If Hollywood is an indicator of our most common fantasies, modern Americans want to sleep with their therapists.
I am horrified that so many television shows and movies depict romantic relationships between therapists and clients as though they were perfectly normal!
The truth is, romance within a therapeutic relationship is as far from normal, acceptable, healthy, and sane as you can possibly get.
The relationship has been rationalized through a series of cutesy excuses: “Well, we only had a handful of therapy sessions … ” and, “Well, if we have a session where the previous client now becomes the therapist, it will all balance out! In no way, shape, or form is dating a current or previous therapist healthy, ethical, or socially acceptable.
In California, there is a legal clause that states that a personal relationship between a previous therapist and client may be pursued two years after the termination of services.
However, research tells us that the power imbalance remains strong, even after time has passed, and that romance in this situation is usually still emotionally damaging to the one who was the client.
Hormones, brain chemistry, and emotional issues often inadvertently conspire to lead us toward unhealthy romantic choices, which is why therapists are clearly instructed that “Professional Therapy Never Includes Sex” (this is the name of a pamphlet that every single therapist-in-training in California receives on several occasions).
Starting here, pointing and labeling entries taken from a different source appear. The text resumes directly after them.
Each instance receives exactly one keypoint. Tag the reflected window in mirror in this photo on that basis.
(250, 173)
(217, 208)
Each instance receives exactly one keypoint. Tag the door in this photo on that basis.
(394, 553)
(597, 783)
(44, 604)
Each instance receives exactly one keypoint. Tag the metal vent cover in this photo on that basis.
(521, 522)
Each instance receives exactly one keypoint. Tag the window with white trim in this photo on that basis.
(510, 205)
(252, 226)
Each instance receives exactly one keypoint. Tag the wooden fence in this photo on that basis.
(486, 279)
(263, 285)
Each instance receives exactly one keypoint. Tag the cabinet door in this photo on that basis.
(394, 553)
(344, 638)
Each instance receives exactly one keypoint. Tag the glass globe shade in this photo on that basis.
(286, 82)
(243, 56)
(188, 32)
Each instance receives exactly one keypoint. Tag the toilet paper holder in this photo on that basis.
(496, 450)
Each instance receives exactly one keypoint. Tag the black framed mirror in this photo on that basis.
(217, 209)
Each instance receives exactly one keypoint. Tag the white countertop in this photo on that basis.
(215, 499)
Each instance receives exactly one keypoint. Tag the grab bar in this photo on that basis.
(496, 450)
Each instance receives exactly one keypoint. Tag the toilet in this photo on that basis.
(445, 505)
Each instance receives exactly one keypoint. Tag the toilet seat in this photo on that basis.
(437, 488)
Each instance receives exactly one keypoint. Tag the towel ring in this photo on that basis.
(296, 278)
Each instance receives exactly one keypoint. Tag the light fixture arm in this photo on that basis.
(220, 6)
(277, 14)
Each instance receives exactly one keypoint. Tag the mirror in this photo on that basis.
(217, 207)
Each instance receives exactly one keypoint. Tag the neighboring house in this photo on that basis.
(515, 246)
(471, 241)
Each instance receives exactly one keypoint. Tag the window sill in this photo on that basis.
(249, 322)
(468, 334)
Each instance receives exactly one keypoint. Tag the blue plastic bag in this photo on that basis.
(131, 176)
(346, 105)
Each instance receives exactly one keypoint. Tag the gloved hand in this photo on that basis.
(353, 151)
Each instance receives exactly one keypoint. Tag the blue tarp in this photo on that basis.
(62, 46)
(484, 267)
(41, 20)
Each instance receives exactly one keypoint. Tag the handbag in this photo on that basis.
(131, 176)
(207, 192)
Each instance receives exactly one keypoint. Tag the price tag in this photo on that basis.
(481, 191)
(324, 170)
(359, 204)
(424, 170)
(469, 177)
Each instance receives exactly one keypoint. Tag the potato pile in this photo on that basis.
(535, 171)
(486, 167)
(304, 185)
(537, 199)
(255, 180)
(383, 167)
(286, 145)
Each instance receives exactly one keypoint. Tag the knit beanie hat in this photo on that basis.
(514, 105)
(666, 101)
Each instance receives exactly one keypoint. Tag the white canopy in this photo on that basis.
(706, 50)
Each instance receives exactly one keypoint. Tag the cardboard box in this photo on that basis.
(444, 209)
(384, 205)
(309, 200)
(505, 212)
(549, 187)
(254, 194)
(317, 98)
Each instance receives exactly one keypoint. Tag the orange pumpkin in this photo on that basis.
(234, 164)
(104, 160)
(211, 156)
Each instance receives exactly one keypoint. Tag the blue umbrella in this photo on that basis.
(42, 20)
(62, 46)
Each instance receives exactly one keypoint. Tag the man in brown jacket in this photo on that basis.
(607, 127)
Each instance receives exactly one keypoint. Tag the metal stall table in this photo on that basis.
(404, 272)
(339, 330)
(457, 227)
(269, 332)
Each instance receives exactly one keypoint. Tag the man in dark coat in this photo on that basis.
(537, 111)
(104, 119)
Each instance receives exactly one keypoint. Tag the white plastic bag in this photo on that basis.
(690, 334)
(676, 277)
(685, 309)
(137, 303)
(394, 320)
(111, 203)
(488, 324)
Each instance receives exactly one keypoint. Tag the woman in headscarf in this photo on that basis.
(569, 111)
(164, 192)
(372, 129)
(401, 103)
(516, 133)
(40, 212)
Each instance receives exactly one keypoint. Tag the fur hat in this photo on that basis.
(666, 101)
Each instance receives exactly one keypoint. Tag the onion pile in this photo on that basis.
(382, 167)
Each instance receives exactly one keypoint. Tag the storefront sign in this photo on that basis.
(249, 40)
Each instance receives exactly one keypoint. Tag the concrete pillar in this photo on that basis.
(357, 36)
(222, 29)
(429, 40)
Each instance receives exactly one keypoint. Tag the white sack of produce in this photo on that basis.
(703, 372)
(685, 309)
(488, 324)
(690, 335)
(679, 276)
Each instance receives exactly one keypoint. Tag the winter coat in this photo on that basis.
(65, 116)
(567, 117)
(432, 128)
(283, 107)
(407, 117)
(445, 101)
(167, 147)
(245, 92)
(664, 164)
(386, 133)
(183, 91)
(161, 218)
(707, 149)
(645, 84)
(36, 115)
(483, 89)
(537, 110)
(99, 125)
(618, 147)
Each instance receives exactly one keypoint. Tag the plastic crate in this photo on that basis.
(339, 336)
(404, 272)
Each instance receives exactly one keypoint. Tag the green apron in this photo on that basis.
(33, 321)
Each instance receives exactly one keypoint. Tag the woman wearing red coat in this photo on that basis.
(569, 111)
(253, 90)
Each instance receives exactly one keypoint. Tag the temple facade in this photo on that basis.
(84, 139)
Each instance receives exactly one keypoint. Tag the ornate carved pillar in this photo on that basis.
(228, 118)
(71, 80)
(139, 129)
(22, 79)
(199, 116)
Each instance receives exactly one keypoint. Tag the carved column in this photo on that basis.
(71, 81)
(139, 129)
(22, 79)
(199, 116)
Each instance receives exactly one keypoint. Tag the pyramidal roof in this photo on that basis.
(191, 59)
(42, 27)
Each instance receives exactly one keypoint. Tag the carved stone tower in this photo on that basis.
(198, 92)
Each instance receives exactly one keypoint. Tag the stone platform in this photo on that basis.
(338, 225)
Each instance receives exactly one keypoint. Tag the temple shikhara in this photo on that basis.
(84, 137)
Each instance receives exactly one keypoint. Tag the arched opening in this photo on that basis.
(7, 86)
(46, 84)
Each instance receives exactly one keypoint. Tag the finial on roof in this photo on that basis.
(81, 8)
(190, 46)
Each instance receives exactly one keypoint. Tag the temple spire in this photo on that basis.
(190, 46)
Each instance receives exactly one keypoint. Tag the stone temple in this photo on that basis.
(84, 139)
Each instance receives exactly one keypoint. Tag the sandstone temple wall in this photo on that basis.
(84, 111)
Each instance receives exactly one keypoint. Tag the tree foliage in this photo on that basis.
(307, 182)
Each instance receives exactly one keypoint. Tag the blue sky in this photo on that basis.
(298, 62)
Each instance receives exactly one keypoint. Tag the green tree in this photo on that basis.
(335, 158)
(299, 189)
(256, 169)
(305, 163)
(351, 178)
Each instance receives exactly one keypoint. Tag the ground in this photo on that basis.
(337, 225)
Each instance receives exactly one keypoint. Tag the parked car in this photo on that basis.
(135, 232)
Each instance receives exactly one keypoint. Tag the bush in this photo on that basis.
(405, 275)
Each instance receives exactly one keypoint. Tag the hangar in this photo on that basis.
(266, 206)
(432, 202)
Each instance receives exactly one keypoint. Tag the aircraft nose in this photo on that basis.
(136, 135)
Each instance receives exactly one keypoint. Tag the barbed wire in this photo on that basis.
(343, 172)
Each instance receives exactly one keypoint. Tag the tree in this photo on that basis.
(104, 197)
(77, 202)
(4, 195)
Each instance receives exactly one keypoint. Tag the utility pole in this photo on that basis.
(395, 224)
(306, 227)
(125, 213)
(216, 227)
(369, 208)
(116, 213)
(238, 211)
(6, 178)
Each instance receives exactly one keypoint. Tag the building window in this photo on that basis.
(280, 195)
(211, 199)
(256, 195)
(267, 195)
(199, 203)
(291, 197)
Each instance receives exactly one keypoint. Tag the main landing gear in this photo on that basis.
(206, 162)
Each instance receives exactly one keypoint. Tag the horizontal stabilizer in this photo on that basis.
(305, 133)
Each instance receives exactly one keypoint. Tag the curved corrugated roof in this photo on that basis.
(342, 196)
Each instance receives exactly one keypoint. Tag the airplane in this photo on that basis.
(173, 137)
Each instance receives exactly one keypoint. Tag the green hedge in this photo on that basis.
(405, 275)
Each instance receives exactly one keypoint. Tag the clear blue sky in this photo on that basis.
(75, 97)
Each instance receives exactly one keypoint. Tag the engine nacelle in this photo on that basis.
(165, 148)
Although specifics vary from state to state, 19 states have sexual exploitation laws forbidding therapists from engaging in sexual contact with clients.
Even though in the movie , Joseph Gordon-Levitt appears to find care, comfort, and I-don’t-know-what-else in the arms of his intern therapist (I don’t know because I walked out of the movie), your therapist is neither your caretaker nor your best friend.
Your therapist can help you develop the skills you need to go out and make friends and find someone to help you through the difficulties of life.
But if your therapist tries to convince you that his or her role is to love and protect you, run away! And if he or she makes any sexually suggestive advances (verbal or physical), you know you are not working with an ethical therapist.
Extensive worldwide research and anecdotal evidence dating back to the origins of formalized therapy indicate that romantic relationships between therapists and their clients, regardless of which role is the initiator, are criminally damaging to the client in the majority of situations.
The client is typically left with extreme emotional disruption, feelings of emptiness, isolation and guilt, and a tragically impaired ability to trust.
Certainly the therapeutic relationship is a unique situation wherein two human beings share space in a room while playing particular roles that ask them to maintain strict discipline of their human instincts, but to share the greatest level of openness and honesty imaginable.